The gallery insist that he is a scholar of great weight and substance, but our hero gets into a pickle even by his own standards, as everything that could go wrong, does go wrong. Mr Bean goes to live with David Langley who works at the gallery, as they prepare for the big moment, and he isn’t ready for the bizarre situations he is going to be put in. The rest of his family almost instantly pack their bags and move out, which shows what they think of all this.
It’s fair to say that he struggles to deal with American culture, and his rather eccentric ways stand out. Whilst admiring the picture, Mr Bean makes something of a mess of it, and if anyone discovers this there’ll be big trouble. He manages to hatch a plan though, and hopes that everything will work out. When it’s time to unveil the picture, it’s a very important occasion, even Burt Reynolds turned up and everything.
The picture is now back to its original self, and Mr Bean gives a rousing speech how lovely he thinks it is. Everyone is very pleased, it’s $50 million well spent, but it seemingly cost David his marriage. By the end, Mr Bean is bringing people back to life and rescuing David’s marriage, despite everything he has become a friend. His philosophy on life seems to be when people go up to him and say “you can’t just…”, he does.

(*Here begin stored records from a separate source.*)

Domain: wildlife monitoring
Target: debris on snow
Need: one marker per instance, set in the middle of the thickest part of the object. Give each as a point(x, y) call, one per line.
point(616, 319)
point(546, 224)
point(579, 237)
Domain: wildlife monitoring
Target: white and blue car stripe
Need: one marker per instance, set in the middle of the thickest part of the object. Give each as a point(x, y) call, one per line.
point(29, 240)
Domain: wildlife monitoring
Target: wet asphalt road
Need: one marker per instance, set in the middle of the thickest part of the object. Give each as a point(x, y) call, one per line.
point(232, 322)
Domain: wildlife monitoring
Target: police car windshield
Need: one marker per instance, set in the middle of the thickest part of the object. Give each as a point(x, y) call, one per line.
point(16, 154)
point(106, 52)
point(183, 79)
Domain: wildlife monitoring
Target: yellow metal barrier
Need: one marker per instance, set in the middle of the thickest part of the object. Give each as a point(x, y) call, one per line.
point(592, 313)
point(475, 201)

Bean The Ultimate Disaster Movie was something of a success, satisfying the worldwide fanbase, even if critics were less impressed. The DVD contains few extras though, with an episode of the cartoon version, plus a quick look behind the scenes, and one of the songs from the soundtrack was also a Top Ten hit. About a decade later, Mr Bean returned to the big screen when he went off on holiday and caused havoc again, and I’ll review that one soon too.